Unter Leitung von Indermit Gill haben die Autoren des Weltentwicklungsberichts 2009 eine Beschreibung der wirtschaftlichen Situation auf unserer Erde vorgelegt und einen Ausblick gewagt. Leicht lesbar, aber nicht im Sinne von simpel, sei der Bericht mit dem Titel »Reshaping Economic Geography«, sagte Gill in Berlin.

Die Herausforderungen für Entwicklung werden auf lokaler, nationaler und internationaler Ebene betrachtet. Die zunehmende räumliche Konzentration wirtschaftlicher Aktivitäten wird im Bericht als notwendige Bedingung für Entwicklung gesehen, trotz der daraus resultierenden geografischen Ungleichgewichte. Dazu bedürfe es der Verkürzung von Entfernungen zwischen Akteuren und Märkten sowie der Überwindung nationaler und internationaler Trennungen. Dem Bericht nach könnten intensive Eingriffe in die Wirtschaft zur gleichmäßigen geografischen Verteilung die Entwicklung hemmen. Statt Wirtschaft zu den Menschen zu bringen, solle weiter das Credo der Mobilität der Arbeitskräfte gelten. Neben der Agglomeration und der Spezialisierung sei Migration die dritte Marktkraft.

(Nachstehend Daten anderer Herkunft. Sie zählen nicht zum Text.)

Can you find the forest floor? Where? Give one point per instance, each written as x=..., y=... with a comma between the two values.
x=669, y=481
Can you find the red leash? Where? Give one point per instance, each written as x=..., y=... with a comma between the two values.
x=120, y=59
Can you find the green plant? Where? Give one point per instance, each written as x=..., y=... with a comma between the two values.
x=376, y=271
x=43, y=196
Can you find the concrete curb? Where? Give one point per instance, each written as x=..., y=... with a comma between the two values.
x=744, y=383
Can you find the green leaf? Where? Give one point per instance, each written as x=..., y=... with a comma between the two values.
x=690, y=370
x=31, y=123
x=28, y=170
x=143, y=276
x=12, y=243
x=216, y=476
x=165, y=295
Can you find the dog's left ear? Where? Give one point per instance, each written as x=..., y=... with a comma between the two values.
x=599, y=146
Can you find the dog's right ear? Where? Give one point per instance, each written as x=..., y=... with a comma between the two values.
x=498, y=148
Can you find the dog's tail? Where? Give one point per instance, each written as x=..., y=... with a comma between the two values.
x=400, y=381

Um Wirtschaftswachstum und eine sozial verträgliche Entwicklung zu erreichen, schlägt der Bericht Regeln vor. Institutionen sollten ohne besondere Rücksicht auf räumliche Belange handeln und wirtschaftliche Konzentration zulassen. Mittels Infrastruktur könnten Wirtschaftsregionen miteinander verbunden werden, und durch räumlich orientierte Interventionen seien Trennungen überwindbar. Wie die Faustregel angewendet werden sollte, richte sich nach der Komplexität der Herausforderung. Bei Regionen mit großer Distanz zum Weltmarkt handele es sich beispielsweise um eine zweidimensionale Herausforderung. Institutionen sollten in diesen Regionen Konzentration zulassen und durch Infrastruktur für eine bessere Verbindung zum Weltmarkt sorgen.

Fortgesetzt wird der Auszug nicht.